Oxygen tubing via nasopharyngeal airway technique.
Blood pressure is closely monitored and although lower pressure is desirable to decrease the risk of hematoma formation, caution should be exercised in the older patient population with long-standing hypertension as they are prone to cerebral ischemia. Infrared brain oxygen monitor with pads on the forehead may be an expensive but useful option in high-risk patients. Cases of carotid stenosis should be identified and carefully managed. This concern should be discussed with the surgeon and the lowest blood pressure safe for a particular patient should be agreed upon by both anesthesiologist and surgeon. A sudden increase in blood pressure due to epinephrine absorption can occur. Care should be taken not to manage this with beta-blockers alone as this can give rise to unopposed alpha stimulation, which can lead to severe vasoconstriction in the face of cardiac beta-blockade, resulting in pulmonary edema. If intravascular injection is suspected, the surgeon should be informed immediately. Although surgeons prefer blood pressure to be on the lower side, some of them may request normotensive pressures before flap closure to ensure sufficient hemostasis. Temperature monitoring and maintenance of normothermia, especially in longer cases, not only ensures patient comfort but helps to decrease negative patient consequences. These include bleeding, which can lead to hematoma formation, surgical site infection, morbid cardiac events, and prolongation of post-anesthesia discharge time to home.

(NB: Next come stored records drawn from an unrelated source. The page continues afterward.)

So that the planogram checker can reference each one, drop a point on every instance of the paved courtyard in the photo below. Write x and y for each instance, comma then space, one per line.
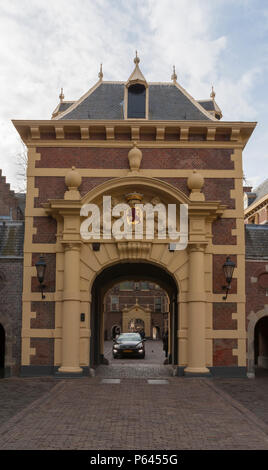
177, 413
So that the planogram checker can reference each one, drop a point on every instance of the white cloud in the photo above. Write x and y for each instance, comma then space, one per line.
47, 45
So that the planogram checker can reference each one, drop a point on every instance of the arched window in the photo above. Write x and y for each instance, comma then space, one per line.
2, 351
136, 107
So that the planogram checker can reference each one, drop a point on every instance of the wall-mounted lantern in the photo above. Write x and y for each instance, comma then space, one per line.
41, 269
228, 269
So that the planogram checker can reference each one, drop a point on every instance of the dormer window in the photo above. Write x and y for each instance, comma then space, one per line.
136, 94
136, 101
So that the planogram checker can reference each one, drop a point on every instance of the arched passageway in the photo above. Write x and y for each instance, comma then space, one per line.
261, 343
2, 351
137, 271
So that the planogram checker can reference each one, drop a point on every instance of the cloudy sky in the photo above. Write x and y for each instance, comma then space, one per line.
46, 45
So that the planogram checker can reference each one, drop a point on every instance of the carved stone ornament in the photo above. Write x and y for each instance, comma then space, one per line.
134, 158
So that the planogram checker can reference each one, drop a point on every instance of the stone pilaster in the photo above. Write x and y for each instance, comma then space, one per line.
196, 312
71, 310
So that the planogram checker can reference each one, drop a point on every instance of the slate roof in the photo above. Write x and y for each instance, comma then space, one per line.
11, 239
256, 238
208, 105
261, 190
166, 102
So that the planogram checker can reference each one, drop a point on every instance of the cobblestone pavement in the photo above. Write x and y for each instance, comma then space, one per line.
17, 393
251, 393
154, 354
133, 414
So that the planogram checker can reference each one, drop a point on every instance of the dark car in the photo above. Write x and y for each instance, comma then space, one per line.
129, 344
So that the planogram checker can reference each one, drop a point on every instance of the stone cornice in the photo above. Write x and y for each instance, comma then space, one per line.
256, 206
122, 132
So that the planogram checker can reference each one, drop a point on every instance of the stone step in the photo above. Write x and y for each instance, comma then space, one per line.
143, 370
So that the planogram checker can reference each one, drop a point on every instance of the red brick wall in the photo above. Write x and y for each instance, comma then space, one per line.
46, 230
222, 352
256, 297
222, 316
218, 275
8, 201
50, 274
168, 158
222, 232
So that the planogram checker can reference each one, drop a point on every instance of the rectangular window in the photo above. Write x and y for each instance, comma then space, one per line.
157, 304
144, 285
114, 303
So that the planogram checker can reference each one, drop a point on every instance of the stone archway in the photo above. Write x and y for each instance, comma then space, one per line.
254, 318
2, 351
83, 262
133, 271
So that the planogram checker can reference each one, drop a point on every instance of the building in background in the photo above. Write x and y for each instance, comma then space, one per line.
256, 204
11, 276
151, 142
136, 305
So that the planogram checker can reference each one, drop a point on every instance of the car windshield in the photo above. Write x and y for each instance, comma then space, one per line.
129, 337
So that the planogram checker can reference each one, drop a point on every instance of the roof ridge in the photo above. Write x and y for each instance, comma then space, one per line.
76, 103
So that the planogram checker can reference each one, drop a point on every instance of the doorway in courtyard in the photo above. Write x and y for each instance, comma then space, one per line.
261, 345
134, 297
2, 351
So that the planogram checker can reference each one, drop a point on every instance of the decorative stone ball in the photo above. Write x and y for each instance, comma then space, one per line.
195, 181
73, 178
134, 157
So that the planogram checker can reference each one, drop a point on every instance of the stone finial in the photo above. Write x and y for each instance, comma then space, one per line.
174, 75
61, 95
136, 59
212, 94
195, 182
72, 180
134, 158
100, 74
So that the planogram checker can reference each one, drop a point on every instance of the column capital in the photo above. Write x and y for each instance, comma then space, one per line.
71, 246
201, 247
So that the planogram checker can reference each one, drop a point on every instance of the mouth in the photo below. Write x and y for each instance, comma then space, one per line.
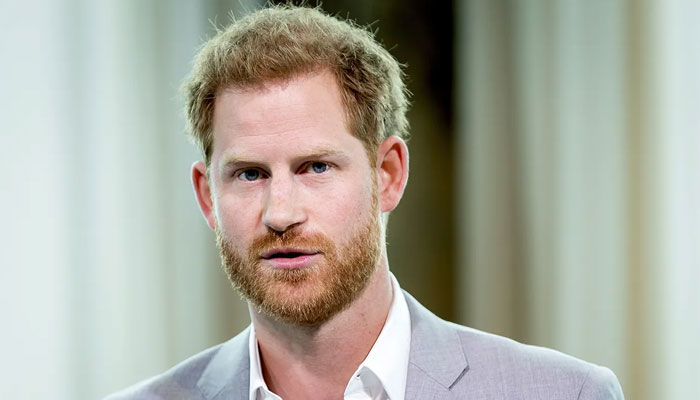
289, 258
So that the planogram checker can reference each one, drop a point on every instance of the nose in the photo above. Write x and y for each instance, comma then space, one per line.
282, 209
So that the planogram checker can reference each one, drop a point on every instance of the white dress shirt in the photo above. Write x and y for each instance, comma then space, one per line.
381, 376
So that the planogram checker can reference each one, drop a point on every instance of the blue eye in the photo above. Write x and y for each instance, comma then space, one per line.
250, 175
319, 167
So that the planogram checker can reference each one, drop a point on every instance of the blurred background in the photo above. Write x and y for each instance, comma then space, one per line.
553, 197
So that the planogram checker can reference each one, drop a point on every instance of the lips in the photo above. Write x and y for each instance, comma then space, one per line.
290, 258
287, 253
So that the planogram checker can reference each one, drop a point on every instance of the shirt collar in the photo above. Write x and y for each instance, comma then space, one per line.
387, 360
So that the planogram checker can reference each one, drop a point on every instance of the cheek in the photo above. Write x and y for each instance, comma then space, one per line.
349, 208
236, 217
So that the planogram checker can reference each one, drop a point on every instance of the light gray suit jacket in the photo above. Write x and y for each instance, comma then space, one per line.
447, 361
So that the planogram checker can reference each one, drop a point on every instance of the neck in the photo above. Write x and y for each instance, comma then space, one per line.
301, 362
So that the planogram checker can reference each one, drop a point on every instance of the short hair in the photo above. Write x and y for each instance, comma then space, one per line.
281, 42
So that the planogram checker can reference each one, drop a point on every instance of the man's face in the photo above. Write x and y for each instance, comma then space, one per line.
295, 199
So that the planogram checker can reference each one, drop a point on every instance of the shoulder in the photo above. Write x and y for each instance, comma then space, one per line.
200, 376
178, 382
521, 368
492, 366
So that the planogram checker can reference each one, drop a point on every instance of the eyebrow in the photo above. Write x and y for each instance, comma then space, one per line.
231, 161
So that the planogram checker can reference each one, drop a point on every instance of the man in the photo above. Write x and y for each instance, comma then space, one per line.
300, 119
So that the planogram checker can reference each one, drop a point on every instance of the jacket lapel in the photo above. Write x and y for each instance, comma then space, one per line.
436, 360
228, 374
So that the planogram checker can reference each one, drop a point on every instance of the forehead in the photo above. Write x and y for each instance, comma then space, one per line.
305, 111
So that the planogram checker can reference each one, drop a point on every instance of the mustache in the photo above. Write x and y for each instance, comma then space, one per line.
292, 238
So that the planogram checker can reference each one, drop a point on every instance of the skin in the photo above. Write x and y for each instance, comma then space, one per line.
278, 130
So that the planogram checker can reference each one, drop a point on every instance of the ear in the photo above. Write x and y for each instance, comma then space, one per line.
392, 172
203, 192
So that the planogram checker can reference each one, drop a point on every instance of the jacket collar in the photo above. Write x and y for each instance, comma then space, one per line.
436, 360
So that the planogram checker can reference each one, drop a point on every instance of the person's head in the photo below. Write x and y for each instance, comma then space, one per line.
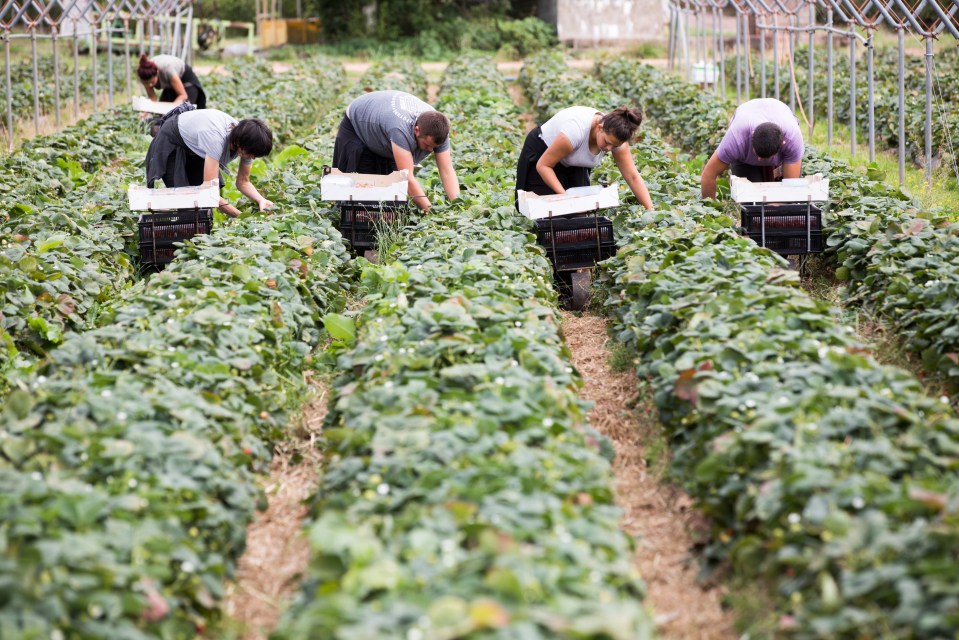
431, 130
251, 137
618, 127
147, 71
768, 139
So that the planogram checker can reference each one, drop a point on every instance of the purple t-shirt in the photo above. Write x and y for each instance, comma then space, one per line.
737, 144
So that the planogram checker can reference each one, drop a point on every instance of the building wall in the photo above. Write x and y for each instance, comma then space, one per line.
610, 22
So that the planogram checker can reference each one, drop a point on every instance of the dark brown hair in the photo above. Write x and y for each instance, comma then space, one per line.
252, 136
147, 68
435, 125
622, 122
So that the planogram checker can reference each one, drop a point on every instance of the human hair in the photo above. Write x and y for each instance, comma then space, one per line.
252, 136
622, 122
435, 125
147, 68
767, 139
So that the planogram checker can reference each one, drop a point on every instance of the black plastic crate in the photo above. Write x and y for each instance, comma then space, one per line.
359, 220
790, 228
576, 243
160, 230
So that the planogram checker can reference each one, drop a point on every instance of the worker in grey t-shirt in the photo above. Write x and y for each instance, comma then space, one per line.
762, 144
193, 146
559, 154
386, 131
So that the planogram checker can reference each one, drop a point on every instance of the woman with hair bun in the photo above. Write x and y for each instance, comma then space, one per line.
176, 80
559, 154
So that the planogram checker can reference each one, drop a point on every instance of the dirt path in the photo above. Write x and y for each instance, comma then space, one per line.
277, 552
658, 513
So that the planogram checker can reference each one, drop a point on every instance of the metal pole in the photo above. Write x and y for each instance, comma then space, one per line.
872, 99
928, 110
810, 111
110, 62
76, 72
6, 58
792, 65
852, 90
722, 56
902, 104
762, 58
739, 80
94, 28
126, 56
829, 80
36, 81
56, 72
746, 48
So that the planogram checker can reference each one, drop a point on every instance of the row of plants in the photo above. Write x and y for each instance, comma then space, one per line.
826, 475
898, 260
463, 493
70, 251
129, 458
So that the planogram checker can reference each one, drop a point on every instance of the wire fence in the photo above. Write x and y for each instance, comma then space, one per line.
772, 37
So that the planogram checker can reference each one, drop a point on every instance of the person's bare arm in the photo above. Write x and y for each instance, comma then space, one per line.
707, 180
624, 160
560, 148
246, 187
404, 160
792, 170
177, 85
451, 184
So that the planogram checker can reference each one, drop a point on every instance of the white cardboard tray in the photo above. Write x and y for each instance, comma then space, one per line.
814, 187
145, 104
207, 195
575, 200
364, 187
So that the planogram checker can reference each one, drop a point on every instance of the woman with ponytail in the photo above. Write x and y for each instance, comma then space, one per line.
559, 154
176, 80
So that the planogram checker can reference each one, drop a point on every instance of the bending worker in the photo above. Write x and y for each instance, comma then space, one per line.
175, 78
386, 131
193, 146
763, 144
559, 154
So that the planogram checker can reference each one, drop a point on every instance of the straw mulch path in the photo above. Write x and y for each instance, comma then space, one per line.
659, 514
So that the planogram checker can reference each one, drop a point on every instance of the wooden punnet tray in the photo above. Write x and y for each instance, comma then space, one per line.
815, 188
575, 200
364, 187
206, 196
149, 106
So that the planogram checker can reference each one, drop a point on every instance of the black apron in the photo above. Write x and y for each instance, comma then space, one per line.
194, 91
528, 178
350, 155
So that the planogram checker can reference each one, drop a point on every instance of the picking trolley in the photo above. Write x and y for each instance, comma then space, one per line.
781, 216
576, 237
368, 203
170, 216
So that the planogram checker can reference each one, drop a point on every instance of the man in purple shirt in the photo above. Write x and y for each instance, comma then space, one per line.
763, 144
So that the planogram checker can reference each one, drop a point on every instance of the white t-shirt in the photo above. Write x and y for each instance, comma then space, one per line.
574, 123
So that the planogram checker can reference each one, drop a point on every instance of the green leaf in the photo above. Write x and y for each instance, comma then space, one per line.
340, 327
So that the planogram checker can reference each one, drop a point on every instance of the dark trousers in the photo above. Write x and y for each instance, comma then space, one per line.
528, 178
350, 155
754, 173
194, 91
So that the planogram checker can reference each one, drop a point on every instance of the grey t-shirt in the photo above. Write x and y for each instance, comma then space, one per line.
167, 67
381, 118
206, 132
574, 123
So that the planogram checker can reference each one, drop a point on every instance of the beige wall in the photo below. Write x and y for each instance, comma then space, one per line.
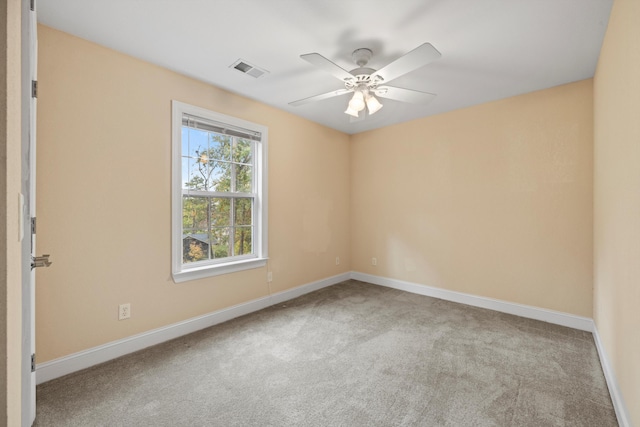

The maintenance of general anesthetic can be achieved with either inhalational or intravenous agents in intubated patients. Emergence is usually smoother in intubated patients receiving total intravenous anesthesia. In our practice, propofol is nearly always used in conjunction with another medication in subhypnotic doses for this purpose. Ketamine is one of the adjuncts and can be added to propofol in concentrations ranging from 0.25 to 1.5 mg/ml, titrated to patient requirements of sedation or general anesthesia.[21] However, it should be remembered that ketamine causes increased salivation that can lead to coughing and laryngospasm in an unintubated patient. The lower dose range is not associated with postoperative nausea and vomiting or delayed discharge. Another drug combination that has been used successfully is alfentanil and propofol, both for general anesthesia and mild to moderate sedation. Alfentanil is infused over a dose range of 0.2–0.4 µg/kg/min and propofol 25–75 µg/kg/min.[22] It has a faster onset than fentanyl but a shorter duration of action. During deep sedation, it has been shown to cause oxygen desaturation. Remifentanil infusion can also be safely titrated in spontaneously breathing unintubated patients and in intubated patients. It has been shown that the risk of postoperative hypertension is increased after remifentanil-based anesthesia. The underlying mechanism, although not completely understood, has been attributed to abrupt cessation of analgesia or acute opioid tolerance.[23,24] This may be a concern after facelift where there is a risk of hematoma formation, especially in the setting of ongoing absorption of previously infiltrated epinephrine. Blood pressure should be closely monitored and managed accordingly. Anti-emetic prophylaxis is extremely important is plastic surgical procedures as straining during retching and vomiting can also increase blood pressure.
Post-anesthesia recovery room (PACU)
The key points of anesthetic care, including but not limited to blood pressure management, normothermia, and anti-emetic management, should be continued in PACU, too. PACU staff should be directed to watch for any sign of hematoma formation and respiratory distress. In the rare situation of airway obstruction, the wound may have to be opened immediately. Timely diagnosis and evacuation of hematoma not only averts respiratory emergency but also leads to normal healing. An emergency plan should be in place for surgical evacuation of hematoma.[7] Anesthesiologist and operating room nursing personnel should be available until the decision is made to discharge the patient. Equipment to emergently secure the airway should be at hand, operating room set up before staff leaves, and a sterile set of instruments available. Evacuation of hematoma may require intravenous sedation or general anesthesia depending upon the situation and anxiety level of the patient.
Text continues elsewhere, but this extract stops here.